C’est un Livre béni que Nous t’avons révélé
afin que les hommes de bon sens en méditent les versets
et s’y arrêtent pour réfléchir.
(38/29)

L’universalité est une caractéristique essentielle du Message divin. Le Coran est et doit être accessible à l’ensemble de l’humanité : « Et Nous ne t’avons envoyé que comme miséricorde pour l’Univers. »(21/107)

Révélation du dernier Message universel, le Coran est l’intermédiaire incontournable entre Dieu et l’homme. Par son biais, Dieu révèle Ses volontés, Ses promesses, Ses desseins.

C’est par la méditation du Texte sacré que le croyant peut se vouer à l’adoration de Dieu et apprendre à L’aimer. De plus, en s’approchant du Texte, le croyant apprend à suivre l’exemple du Prophète Muhammad (PSL) qui était, comme l’a décrit son épouse ‘Âïsha, « l’expression vivante du Coran ».

Cependant, la méditation du Coran et la compréhension de ses sens nécessitent inévitablement la connaissance de la langue arabe, celle que Dieu a choisi pour Se révéler à l’humanité : « C’est ainsi que nous avons révélé ce Coran en langue arabe, en y multipliant les menaces, afin de susciter chez les hommes la crainte de Dieu ou de les pousser à en méditer le sens. » (20/113)
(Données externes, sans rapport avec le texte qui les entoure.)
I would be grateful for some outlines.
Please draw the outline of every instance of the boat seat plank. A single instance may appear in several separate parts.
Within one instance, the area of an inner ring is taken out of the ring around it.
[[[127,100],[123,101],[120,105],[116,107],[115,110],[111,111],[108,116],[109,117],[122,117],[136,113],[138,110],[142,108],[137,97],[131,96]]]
Comprendre le Coran passe alors par la maîtrise parfaite de la langue arabe, ce qui est une entreprise difficile, car même les arabophones les plus avertis peuvent connaître des difficultés à l’appréhension du Texte coranique. Par ailleurs, bon nombre de musulmans ne sont pas arabes et n’ont pas accès à la langue originelle du Coran. Suivant le principe : « ce qui ne peut être saisi totalement ne peut être délaissé entièrement », les traductions sont donc indispensables à la compréhension du Texte sacré. Inimitable et unique, le verbe arabe ne peut être traduit dans toutes ses dimensions ; néanmoins, la traduction permet d’accéder à la compréhension – au moins partielle – de la Parole divine.

En ce sens, les savants musulmans l’ont non seulement autorisée, mais certains l’ont même rendue obligatoire, afin que les bienfaits et les fruits du Message s’étendent à l’ensemble des hommes, musulmans ou non.

La traduction en langue française n’est pas un fait nouveau puisqu’il remonte au Moyen-Âge. De nombreuses tentatives, depuis, continuent de paraître : certaines savent allier la fidélité au texte arabe et la préservation du sens ; d’autres s’éloignent du sens – sciemment ou non – mais préservent la lettre ; d’autres encore utilisent un style littéraire académique et technique. Dans ce dernier cas, le souci du traducteur réside uniquement dans la construction du texte sans tenir compte du sens original, ce qui donne peu d’attrait à l’étude du Coran. Enfin, certaines traductions ont une vocation tendancieuse et ne cherchent qu’à décrier le Texte sacré.

Une traduction originale

J’ai eu à lire bon nombre de traductions en langue française ; aucune ne m’a jamais vraiment satisfaite. Lorsque les éditions Tawhid m’ont présenté cette nouvelle traduction du Professeur Mohammed Chiadmi, j’ai rapidement observé la distinction et la profondeur du travail entrepris. À mon sens, cette traduction est un véritable trésor – avec tout ce que ce terme renferme de profondeur, de grandeur et de minutie. Il demeure indéniable que le traducteur a fourni un travail des plus sérieux et des plus difficiles aussi ; que Dieu l’en récompense et qu’Il place son travail sur la balance de ses bonnes œuvres.

Les recommandations que je porte à l’égard de ce présent travail reposent sur de nombreux éléments.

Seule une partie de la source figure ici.